Cornigliano, Pellerano: “Il ponte della nuova strada a mare è troppo basso”

Genova. “È a dir poco paradossale che per superare un ponte di nuova costruzione la ferrovia debba percorre una discesa e poi una salita che penalizzano gravemente l’attività degli operatori portuali del primo scalo del Mediterraneo. Bastava costruire un viadotto stradale più alto”.

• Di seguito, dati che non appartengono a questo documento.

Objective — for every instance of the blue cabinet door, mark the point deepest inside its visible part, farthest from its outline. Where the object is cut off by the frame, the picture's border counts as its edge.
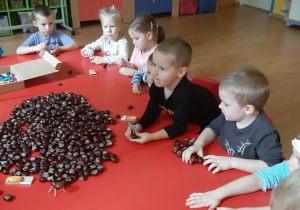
(207, 6)
(153, 6)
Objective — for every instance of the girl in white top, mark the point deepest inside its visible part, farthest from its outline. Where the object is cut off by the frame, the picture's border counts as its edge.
(146, 34)
(112, 42)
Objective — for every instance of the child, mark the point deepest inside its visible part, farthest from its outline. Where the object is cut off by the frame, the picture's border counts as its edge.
(1, 52)
(171, 91)
(46, 38)
(264, 179)
(146, 34)
(145, 77)
(285, 196)
(245, 131)
(112, 42)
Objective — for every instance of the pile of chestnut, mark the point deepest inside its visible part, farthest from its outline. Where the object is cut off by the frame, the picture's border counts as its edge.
(60, 136)
(180, 146)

Questa la denuncia di Lorenzo Pellerano, consigliere regionale della Lista Biasotti, che ha presentato un’interrogazione urgente in Regione per chiedere delucidazioni sulla situazione denunciata da alcuni terminalisti del porto di Genova in merito alle pendenze del raccordo ferroviario destinato alla movimentazione dei treni merci. Per passare sotto il ponte della nuova strada a mare di Genova Cornigliano i binari a servizio dello scalo compiono prima una discesa e poi una salita; ciò comporta limitazioni alla lunghezza dei treni merci, nonché tempi e costi aggiuntivi determinati dalla necessità di utilizzare due locomotori o locomotori più potenti. Il che si traduce in tariffe più elevate per le manovre ferroviarie.

“Vorrei capire come si è arrivati a un progetto che implica dislivelli tanto inutili quanto anti-economici per il nuovo raccordo ferroviario – commenta Pellerano – un intervento che non ha tenuto conto delle esigenze logistiche degli operatori portuali che ogni giorno utilizzano quei binari per movimentare le merci. La situazione ha dell’incredibile: finalmente sono partiti i cantieri del Terzo Valico dei Giovi – che vede uno dei suoi punti di forza proprio nella riduzione delle pendenze della tratta che porta oltre Appennino – e creiamo nuove pendenze all’interno del porto, realizzando un nuovo collo di bottiglia a pochi metri dalle banchine?

L’obiettivo non dovrebbe essere quello di velocizzare il traffico merci su rotaia per renderlo economicamente più competitivo rispetto a quello su gomma? In quest’ottica non era più semplice prevedere che il nuovo ponte stradale passasse più in alto, senza comportare dislivelli per la ferrovia sottostante? Le ragioni addotte da Sviluppo Genova, la società incaricata dei progetti per la riqualificazione delle aree ex Ilva di Cornigliano – su cui sorge la nuova strada a mare – per spiegare l’inconveniente tecnico non mi pare siano sufficienti a nascondere una visione d’insieme delle nuove infrastrutture quanto meno miope. Un tempo le grandi infrastrutture venivano progettate in funzione e a servizio del porto, in questo caso pare che delle esigenze del porto non si sia tenuto affatto conto. E la replica del vicesindaco di Genova “basta usare locomotori più potenti” è inaccettabile e da il segno della distanza dell’amministrazione comunale dalle esigenze del porto e degli operatori. Forse il Comune di Genova non si rende conto del costo aggiuntivo delle manovre ferroviarie in porto determinato da questo errore di progettazione e della perdita di competitività per lo scalo. E non è la prima disattenzione nei confronti di questo mondo: troppo spesso la classe politica che guida la città guarda al porto – principale motore dell’economia cittadina – con superficialità se non con sospetto, quasi non fosse più consapevole che la storia e il futuro di Genova dipendono molto dalle sue banchine. Penalizzare il porto significa penalizzare la prima industria di Genova e avere scarsa attenzione per la parte più vitale dell’economia del nostro territorio. A questo punto, per rimediare al pasticcio del ponte della strada a mare con annesso sottopasso ferroviario, sarebbe opportuna una presa di responsabilità da parte di chi ha gestito questa operazione urbanistica negli anni e un lavoro di tutte le parti per trovare al più presto una soluzione nell’interesse del porto. Il rischio concreto è che questa vicenda si chiuda con l’ennesimo paradosso: proprio un viadotto troppo basso della strada a mare di Cornigliano, pensata per decongestionare il traffico urbano del quartiere, potrebbe diventare la causa diretta di un maggiore flusso in città di mezzi pesanti diretti in porto, a scapito del traffico su ferro e di un porto più efficiente”.